A District of Columbia judge who ordered a doctor to pay a $5,000 fine for criminal contempt said he has no authority to return the money even though an appeals court vacated and dismissed the conviction.
D.C. Superior Court Judge Brian Holeman's declaration was filed Monday in the D.C. Court of Appeals, where lawyers for the doctor, W. Stuart Battle, filed a petition in October seeking to compel the trial judge to return the money.
The appeals court last year vacated the contempt conviction against Battle, represented by Cozen O’Connor partner Bernard Grimm. Last month, the court ordered Holeman and the U.S. Attorney’s Office to address whether Battle should get a refund. Federal prosecutors did not handle the contempt case; Holeman found Battle guilty of summary criminal contempt. More background on the case is here.
In Monday’s filing, Holeman said he has no authority to order a refund because Battle’s fine, paid in January 2009, has already passed into the District treasury. The doctor’s money, the judge said, is beyond the control of the court.
Federal prosecutors said in court papers filed Monday that Battle is entitled to the return of the fine. But the government lawyers on the brief suggested that Battle could challenge the denial of the return of his money on a direct appeal instead of through a writ of mandamus.
An assistant U.S. attorney, John Gidez, said the government found “no legal authority that would prevent the return of the fine” since the underlying conviction has been vacated. Gidez said it appears Holeman was required to order a refund.
The appeals court invited the District of Columbia Office of the Attorney General to file a response. Lawyers for the District said Holeman not only had authority to return Battle’s money but that he should have done so.
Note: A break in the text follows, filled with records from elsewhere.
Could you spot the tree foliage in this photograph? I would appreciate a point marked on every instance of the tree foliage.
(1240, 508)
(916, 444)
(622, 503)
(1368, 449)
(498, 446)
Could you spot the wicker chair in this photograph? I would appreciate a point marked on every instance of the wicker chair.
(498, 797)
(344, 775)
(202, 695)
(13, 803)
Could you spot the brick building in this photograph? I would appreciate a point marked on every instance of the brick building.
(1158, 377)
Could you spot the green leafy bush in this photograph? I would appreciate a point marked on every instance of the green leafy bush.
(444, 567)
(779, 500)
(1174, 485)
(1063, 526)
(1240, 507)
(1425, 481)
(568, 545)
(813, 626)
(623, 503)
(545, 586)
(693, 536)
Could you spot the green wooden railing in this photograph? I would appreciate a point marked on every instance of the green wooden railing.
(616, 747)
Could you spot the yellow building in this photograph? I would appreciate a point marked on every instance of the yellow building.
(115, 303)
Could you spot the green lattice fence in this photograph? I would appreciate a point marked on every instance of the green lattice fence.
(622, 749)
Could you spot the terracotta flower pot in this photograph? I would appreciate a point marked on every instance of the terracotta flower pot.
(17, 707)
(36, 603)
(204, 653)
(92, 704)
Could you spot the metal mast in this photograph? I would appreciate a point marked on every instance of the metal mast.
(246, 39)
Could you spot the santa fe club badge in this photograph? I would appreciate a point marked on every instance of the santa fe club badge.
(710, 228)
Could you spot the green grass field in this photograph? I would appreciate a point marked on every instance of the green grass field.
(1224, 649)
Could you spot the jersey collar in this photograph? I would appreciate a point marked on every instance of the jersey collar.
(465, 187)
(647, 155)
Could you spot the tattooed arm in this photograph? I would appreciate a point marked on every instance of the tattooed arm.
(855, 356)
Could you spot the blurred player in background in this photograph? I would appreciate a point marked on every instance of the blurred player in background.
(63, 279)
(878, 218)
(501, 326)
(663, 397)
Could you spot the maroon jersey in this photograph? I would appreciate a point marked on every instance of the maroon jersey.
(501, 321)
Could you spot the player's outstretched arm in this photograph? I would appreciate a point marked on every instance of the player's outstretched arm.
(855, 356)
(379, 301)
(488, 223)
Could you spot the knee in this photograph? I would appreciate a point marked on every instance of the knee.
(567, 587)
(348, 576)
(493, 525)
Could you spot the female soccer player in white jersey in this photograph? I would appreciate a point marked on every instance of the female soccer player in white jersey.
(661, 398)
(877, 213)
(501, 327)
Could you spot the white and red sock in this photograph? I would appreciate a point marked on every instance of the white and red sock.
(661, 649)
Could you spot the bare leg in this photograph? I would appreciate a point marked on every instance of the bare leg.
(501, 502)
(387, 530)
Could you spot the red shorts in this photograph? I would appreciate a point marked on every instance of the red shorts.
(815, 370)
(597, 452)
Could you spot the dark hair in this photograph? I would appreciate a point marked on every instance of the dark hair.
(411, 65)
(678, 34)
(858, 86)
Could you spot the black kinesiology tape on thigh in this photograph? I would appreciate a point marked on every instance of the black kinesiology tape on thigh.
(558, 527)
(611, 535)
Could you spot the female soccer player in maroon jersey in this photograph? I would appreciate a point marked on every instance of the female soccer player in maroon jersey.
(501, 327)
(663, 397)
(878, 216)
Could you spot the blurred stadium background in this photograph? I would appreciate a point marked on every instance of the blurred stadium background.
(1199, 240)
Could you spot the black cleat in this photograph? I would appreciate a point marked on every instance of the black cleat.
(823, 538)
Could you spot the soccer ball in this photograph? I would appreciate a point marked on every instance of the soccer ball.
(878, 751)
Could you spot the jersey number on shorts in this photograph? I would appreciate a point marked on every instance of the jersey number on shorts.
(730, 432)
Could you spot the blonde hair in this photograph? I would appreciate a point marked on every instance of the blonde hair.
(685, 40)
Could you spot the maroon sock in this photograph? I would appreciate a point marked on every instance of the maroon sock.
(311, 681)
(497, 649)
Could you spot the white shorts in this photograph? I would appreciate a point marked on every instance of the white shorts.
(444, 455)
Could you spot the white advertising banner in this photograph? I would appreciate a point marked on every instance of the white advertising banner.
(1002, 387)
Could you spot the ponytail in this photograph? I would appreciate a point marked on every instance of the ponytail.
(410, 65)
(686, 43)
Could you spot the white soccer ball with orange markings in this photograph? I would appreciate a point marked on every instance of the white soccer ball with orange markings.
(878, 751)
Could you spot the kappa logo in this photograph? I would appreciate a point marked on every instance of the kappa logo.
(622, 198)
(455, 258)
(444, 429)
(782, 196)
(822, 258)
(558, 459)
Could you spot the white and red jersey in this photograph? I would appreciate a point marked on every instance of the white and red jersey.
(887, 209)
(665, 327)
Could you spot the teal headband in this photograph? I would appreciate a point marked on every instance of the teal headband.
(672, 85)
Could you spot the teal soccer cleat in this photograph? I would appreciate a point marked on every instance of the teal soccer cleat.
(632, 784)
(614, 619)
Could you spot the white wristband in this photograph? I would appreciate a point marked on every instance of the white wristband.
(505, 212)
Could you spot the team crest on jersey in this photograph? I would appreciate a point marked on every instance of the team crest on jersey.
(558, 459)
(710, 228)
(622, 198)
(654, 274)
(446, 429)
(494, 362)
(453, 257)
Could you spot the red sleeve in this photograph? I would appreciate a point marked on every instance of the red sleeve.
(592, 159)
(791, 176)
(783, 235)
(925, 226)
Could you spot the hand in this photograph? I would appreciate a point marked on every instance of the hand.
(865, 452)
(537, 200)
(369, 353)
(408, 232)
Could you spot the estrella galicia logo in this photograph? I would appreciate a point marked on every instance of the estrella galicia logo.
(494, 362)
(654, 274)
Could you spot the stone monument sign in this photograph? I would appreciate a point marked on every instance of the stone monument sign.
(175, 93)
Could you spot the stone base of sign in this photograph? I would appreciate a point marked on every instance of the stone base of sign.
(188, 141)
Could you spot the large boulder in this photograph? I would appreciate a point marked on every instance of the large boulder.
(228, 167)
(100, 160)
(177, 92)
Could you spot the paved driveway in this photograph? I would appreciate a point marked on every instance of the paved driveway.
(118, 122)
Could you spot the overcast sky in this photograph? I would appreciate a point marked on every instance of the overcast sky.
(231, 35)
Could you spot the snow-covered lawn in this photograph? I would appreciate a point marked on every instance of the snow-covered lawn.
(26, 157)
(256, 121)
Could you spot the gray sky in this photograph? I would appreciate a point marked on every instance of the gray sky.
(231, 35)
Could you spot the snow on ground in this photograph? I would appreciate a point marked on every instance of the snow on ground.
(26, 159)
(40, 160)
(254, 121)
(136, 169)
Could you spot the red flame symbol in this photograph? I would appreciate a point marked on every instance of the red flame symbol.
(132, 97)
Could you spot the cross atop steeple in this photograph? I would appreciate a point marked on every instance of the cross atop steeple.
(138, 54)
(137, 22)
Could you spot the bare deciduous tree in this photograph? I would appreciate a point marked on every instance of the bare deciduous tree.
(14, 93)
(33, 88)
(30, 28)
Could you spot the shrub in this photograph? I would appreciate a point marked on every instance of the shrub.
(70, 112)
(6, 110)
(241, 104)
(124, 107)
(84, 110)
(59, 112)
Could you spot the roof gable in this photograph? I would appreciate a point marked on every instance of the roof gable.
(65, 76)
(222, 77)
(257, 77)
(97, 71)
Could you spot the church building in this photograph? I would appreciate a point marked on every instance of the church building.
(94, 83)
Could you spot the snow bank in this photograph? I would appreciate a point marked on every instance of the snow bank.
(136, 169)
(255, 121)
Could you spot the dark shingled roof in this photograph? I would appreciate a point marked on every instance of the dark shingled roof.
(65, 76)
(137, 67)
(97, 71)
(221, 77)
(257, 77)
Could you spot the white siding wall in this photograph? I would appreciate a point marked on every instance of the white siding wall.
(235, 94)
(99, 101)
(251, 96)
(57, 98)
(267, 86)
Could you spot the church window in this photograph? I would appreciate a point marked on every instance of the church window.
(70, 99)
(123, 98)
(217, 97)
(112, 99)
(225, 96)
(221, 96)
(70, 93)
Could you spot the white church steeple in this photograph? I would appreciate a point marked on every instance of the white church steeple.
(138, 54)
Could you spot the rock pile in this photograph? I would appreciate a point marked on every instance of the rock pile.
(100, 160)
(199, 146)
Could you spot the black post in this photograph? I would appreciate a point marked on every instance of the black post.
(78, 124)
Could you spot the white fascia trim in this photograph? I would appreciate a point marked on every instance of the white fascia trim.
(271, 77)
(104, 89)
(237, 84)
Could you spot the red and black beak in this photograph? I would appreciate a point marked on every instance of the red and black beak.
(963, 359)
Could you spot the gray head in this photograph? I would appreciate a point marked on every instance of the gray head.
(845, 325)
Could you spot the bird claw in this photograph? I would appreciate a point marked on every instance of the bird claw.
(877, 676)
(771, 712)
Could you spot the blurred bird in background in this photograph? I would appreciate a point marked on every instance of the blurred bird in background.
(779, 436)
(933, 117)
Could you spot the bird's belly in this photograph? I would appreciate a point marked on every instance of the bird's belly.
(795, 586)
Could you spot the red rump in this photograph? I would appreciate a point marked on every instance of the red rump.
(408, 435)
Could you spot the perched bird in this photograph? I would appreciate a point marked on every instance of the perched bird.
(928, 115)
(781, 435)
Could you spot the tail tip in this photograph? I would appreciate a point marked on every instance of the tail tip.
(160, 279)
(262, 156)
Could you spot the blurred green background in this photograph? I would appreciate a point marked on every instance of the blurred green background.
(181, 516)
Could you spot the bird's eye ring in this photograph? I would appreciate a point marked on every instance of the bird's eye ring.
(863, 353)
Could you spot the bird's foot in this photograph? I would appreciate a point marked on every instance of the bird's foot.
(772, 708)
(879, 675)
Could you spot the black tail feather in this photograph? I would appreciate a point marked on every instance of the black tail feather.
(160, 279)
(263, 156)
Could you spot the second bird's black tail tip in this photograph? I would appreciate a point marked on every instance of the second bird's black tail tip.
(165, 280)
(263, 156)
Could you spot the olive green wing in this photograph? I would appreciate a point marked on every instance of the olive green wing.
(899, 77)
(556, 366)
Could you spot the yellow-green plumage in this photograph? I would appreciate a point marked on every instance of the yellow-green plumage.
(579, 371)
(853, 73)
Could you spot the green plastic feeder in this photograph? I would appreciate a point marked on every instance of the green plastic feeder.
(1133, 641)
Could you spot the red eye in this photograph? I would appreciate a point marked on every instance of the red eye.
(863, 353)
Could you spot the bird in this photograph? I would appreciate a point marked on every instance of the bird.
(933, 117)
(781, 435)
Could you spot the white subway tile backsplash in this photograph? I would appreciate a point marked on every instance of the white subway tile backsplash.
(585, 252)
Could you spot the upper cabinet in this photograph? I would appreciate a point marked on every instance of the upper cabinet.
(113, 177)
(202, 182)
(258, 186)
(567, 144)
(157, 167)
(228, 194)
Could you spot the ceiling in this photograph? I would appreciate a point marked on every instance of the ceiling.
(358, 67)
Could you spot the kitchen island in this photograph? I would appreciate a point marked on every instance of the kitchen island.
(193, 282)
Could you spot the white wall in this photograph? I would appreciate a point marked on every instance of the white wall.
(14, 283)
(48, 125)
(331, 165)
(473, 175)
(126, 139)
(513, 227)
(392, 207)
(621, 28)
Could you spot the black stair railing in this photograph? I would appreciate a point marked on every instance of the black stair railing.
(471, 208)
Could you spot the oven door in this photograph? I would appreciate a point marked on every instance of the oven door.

"This authority exists incident to the vacation of the judgment under which [the fine] was ordered paid, it makes for economy of judicial effort to have the matter disposed of in the criminal proceeding, and there is no apparent reason given the vacation of the conviction why the fine paid should not be returned," the District's John Woykovsky, said in court papers.
Holeman said in his filing that after Battle paid his fine it immediately became the property of the United States or the District and that no court has authority under the law or any case to order a refund.
“When a fine paid to the Clerk of the Court has passed into the treasury of the state, it is beyond the legal control of the Court,” Holeman said in his brief.
The judge said Battle’s petition for his refund “cited no legal authority whatsoever” to support the position that the trial judge has the power—and is required—to return the money.
Holeman noted that District courts have no procedure of refunding fines after a conviction has been overturned.